Manifesto contro Papa: Cassazione condanna calabrese Il manifesto ritraeva Benedetto XVI, il segretario Padre Georg e un membro maschile
CATANZARO – Ha gravemente vilipeso il Papa emerito Benedetto XVI e il suo segretario personale, monsignor Georg Ganswein. L’artista 72enne di origini calabresi, Xante Battaglia, nativo di Gioia Tauro ma residente in Lombardia, è stato così condannato a 800 euro di multa dalla Cassazione per vilipendio alla religione cattolica con l’esposizione, nel centro di Milano, di un trittico con tre fotocopie in bianco e nero raffiguranti rispettivamente Benedetto XVI, un pene con testicoli e il segretario personale padre Georg con una volgare didascalia “Chi di voi non è c… scagli la prima pietra”.
La Cassazione, convalidando il giudizio di merito, ha fatto sue le motivazioni della Corte d’Appello di Milano che, nel dicembre 2013, aveva bollato il trittico come «altamente volgare e idoneo al vilipendio della religione cattolica andando a colpire il Papa, al vertice della struttura ecclesiastica, ponendone l’effigie – con ciò facendo intendere rapporti interpersonali di natura non consentita a chi ha fatto voto di castità – accanto a quella del suo collaboratore più stretto e, collocando fra di esse, l’immagine del membro maschile».

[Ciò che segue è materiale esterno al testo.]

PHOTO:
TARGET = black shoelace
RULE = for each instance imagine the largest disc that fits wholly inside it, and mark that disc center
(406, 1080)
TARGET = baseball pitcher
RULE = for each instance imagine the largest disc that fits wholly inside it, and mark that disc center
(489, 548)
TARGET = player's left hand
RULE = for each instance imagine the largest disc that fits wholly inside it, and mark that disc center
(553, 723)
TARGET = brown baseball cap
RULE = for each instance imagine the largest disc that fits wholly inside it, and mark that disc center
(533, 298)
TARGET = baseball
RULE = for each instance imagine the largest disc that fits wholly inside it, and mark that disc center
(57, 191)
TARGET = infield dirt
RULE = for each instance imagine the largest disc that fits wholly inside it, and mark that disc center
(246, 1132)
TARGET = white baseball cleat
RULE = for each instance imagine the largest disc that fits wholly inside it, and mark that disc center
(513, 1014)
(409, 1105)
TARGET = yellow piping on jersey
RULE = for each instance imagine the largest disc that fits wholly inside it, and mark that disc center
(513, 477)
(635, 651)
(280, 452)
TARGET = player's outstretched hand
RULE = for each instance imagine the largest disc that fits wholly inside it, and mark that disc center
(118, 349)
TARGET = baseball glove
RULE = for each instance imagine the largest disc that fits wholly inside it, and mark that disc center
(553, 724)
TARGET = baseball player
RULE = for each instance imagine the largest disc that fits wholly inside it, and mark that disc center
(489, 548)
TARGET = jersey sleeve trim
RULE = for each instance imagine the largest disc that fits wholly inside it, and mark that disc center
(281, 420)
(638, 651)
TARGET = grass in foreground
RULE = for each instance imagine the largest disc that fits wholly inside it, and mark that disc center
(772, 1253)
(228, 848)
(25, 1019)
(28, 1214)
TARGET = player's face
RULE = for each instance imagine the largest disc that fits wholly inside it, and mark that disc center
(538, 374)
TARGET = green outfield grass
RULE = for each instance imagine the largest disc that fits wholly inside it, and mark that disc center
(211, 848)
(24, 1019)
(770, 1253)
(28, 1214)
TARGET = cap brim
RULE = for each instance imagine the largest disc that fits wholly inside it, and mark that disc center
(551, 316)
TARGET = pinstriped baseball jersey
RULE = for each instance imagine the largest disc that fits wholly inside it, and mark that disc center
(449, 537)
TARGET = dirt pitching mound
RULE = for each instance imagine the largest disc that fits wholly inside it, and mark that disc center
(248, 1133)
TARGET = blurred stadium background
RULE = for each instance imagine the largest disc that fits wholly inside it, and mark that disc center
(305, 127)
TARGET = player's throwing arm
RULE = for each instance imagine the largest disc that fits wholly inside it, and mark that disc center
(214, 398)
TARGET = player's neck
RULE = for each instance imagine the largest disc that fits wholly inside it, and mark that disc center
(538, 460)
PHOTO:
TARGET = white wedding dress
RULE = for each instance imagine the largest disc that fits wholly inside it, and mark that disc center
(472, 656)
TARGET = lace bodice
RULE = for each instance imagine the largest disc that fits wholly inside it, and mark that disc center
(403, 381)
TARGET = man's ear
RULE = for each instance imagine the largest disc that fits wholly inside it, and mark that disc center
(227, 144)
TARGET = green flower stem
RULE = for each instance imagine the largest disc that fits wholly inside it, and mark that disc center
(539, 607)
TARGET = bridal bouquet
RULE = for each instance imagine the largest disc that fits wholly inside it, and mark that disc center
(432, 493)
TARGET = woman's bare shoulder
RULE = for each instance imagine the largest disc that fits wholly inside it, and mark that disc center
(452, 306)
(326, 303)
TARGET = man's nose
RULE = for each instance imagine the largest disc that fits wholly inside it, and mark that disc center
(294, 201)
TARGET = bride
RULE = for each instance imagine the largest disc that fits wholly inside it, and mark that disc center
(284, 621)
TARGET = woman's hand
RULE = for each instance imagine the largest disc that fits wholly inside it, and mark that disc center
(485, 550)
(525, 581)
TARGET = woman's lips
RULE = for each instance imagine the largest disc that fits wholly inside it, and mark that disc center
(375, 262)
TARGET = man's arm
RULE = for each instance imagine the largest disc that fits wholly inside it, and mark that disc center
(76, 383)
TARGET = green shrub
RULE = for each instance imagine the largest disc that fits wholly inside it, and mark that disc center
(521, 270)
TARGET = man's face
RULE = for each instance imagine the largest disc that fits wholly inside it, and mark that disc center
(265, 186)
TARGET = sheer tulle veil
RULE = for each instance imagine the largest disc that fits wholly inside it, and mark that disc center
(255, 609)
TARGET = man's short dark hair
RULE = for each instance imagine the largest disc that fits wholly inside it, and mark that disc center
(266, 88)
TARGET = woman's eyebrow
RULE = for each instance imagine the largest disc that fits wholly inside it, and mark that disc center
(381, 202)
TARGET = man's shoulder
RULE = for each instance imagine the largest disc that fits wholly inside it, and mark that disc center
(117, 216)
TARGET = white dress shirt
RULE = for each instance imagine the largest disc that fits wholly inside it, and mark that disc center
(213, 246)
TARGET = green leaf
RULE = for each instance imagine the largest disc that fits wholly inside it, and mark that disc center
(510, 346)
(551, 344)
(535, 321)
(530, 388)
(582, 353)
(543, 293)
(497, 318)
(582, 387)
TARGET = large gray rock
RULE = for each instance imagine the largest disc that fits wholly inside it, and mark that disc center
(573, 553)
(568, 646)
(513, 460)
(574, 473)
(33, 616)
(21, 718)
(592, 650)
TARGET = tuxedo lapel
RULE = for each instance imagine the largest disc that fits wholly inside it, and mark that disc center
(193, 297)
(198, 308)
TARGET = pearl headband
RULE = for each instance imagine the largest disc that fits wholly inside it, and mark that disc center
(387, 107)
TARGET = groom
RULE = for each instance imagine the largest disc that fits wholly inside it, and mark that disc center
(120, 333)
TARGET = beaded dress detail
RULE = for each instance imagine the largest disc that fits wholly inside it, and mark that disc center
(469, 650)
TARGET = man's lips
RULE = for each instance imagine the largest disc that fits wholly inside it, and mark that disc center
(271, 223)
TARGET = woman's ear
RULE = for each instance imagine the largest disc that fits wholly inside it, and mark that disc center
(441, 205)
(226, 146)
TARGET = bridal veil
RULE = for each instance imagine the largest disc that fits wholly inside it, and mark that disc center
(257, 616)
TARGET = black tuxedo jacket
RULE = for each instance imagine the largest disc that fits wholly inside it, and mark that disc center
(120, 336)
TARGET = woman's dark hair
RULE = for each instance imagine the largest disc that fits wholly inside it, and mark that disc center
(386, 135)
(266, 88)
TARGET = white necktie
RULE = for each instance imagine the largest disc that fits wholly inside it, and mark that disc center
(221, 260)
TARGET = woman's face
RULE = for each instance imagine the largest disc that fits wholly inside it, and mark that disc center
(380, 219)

Completamente inutile la difesa dell’ultrasettantenne in Cassazione volta a dimostrare che l’opera era da interpretare «esclusivamente in chiave critica, ironica e satirica espressione artistica quale declinazione del più generale diritto costituzionale di libera espressione del pensiero». A discolpa, la difesa accampava inoltre che l’opera non era da ritenersi offensiva, ma che l’intento dell’artista era «la rappresentazione della ritenuta posizione oppositiva nei confronti dell’omosessualità delle gerarchie ecclesiastiche».
Piazza Cavour ha bocciato su tutta la linea la tesi difensiva e ha evidenziato che la Corte d’Appello «con argomento adeguato e lineare ha concluso che risulta violato il limite dovuto al rispetto della devozione altrui, ingiustamente messo a repentaglio da una manifestazione che, lungi dall’essere meramente critica di costumi sessuali non consentiti ai ministri del culto, appare costituire una mera contumelia, scherno e offesa fine a se stessa».
Più in generale, piazza Cavour ricorda che «in materia religiosa la critica è lecita quando si traduca nell’espressione motivata e consapevole di un apprezzamento diverso e talora antitetico, risultante da una indagine condotta, con serenità di metodo, da persona fornita delle necessarie attitudini e di adeguata preparazione». Invece, annota ancora la Cassazione, «trasmoda in vilipendio quando attraverso un giudizio sommario e gratuito manifesti un atteggiamento di disprezzo verso la religione, disconoscendo all’istituzione e alle sue essenziali componenti (dogmi e riti) le ragioni di valore e di pregio ad essa riconosciute dalla comunità».
Avverte ancora la suprema Corte che per fare scattare la condanna «non occorre che le espressioni offensive siano rivolte a fedeli ben determinati, è sufficiente che le stesse siano genericamente riferibili alla indistinta generalità degli aderenti alla confessione religiosa».